Photograph of elephant on Slate's home page by DigitalVision.
COMMENTS

I was floored by Douthat's response to Kmiec, especially by the arrogance it took to call him an idiot with such a convoluted, faux-academic tone.

Knowing nothing about Douthat's views, I can only say that he sounds like the sort of pro-life hardliner that sees no other issue as important. The reason that Roe has not been struck down is simple; someone who wants to criminalize an activity that half the population does not see as criminal has a tough row to hoe. I don't know anyone who loves abortions, or who wants there to be more of them. But hawks like Douthat think nothing is acceptable short of an outright ban, which means that when his allies are in the White House, noting gets done to reduce the need for abortions.

Just because Obama is staunchly pro-choice does not mean that he has nothing to offer Catholics on the issue. On a personal note, I live in a strongly Catholic European country, where abortion on-demand is legal. Catholic groups do not wring their hands trying to get clinics shut down, or to demonize abortion practitioners. They merely offer help and alternatives to those finding themselves in unwanted pregnancies, as well as education on how to avoid them. It's a pragmatic approach that I believe most pro-lifers in America are starting to see as preferable to another 30 yars of deadlock because of their hardline position.

--Junggai

(To reply, click here.)

Tucker, I realize you have to think in terms of political philosophies, but most Americans are not ideologues. The only reason for most people to vote is to improve their own individual lives. They vote with their wallets and their hearts. They balance personal pragmatism with their personal feelings about the likeability and trustworthiness of candidates. […]
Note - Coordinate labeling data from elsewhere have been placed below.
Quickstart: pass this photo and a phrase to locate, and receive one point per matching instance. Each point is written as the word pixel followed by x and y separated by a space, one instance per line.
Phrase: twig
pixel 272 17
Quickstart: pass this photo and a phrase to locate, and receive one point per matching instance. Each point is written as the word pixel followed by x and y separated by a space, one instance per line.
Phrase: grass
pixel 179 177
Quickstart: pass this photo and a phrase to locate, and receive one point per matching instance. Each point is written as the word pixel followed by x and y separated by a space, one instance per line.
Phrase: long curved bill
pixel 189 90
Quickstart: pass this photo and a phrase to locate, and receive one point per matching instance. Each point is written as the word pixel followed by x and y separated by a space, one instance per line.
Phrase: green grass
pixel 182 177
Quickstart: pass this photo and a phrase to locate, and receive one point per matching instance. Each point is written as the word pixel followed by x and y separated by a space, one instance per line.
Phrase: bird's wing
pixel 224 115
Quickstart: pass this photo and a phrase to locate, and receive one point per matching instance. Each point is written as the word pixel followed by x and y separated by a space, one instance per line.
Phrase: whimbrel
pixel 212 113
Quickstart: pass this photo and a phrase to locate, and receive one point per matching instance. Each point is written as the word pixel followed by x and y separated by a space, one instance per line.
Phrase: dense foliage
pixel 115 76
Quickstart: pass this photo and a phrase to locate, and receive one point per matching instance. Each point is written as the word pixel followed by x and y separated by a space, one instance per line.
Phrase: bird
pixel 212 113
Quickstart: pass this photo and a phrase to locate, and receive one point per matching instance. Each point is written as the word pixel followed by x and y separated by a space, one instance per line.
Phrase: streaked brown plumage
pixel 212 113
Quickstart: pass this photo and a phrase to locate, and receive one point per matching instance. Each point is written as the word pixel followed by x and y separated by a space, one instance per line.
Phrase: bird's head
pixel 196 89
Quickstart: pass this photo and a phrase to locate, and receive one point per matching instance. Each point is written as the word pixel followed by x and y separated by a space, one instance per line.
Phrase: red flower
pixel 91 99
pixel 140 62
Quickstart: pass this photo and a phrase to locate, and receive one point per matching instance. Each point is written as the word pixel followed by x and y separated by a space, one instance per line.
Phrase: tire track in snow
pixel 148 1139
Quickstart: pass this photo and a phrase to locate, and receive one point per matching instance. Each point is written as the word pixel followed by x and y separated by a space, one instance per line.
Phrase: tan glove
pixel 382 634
The GOP's next presidential horse could win by speaking in tongues, if individual Americans could only believe they would make their lives better. If you want the GOP to survive, try dropping the unproductive ideology, regulation of social issues, and the promotion of enemies. […]

Show average Americans, the great middle of the voting bell curve, a plan for making their personal lives better. From their viewpoint, the great Left/Right political divide that defines your professional career doesn't actually matter.

--whitehat

(To reply, click here.)

Is this The Onion? Is Slate staging some sort of high-minded comedic prank by letting their guest conservative writers become caricatures of exactly what they are trying to address?

Hilarious Irony aside, you blogging heads are inadvertently pinpointing the exact problem with Republicanism right now - the party has focused way too much on how to market their policies, and has ignored the actual substance and content thereof.

Instead of thinking about "how do we sell this hooey to voters?" maybe you should think about upgrading your product. Message management is all well and good, but when the message and the product become one-and-the-same, that's when you know you have a problem. […]

The republicans didn't offer any solutions this election. They tried to run on a platform of change, which meant running on a platform that was nearly identical to Bush's, but under the title of "maverick." Americans do love some good advertising, but c'mon, we've got to get something similar to what is advertised.

Only when you folks figure out the disconnect between creating policy and selling policy, will the republicans win again.

Until then, be my guest to keep fighting amongst yourselves like infants.

--jwschmidt

(To reply, click here.)

I think some of us are really tired of arguing with people about abortion and are ready to move on. IMO, we lost this argument long ago. For whatever reason, the majority of people in America want to keep abortion legal, so we need to work within that framework. Who knows? If enough of us organize, maybe we can hold Obama's feet to the fire on his statement to reduce abortions and respect the sanctity of life.

--Ripley

(To reply, click here.)

"Once the party figures out what it's for—or more precisely, against—it ought to stick to its story. People respect principle, even if they disagree with it."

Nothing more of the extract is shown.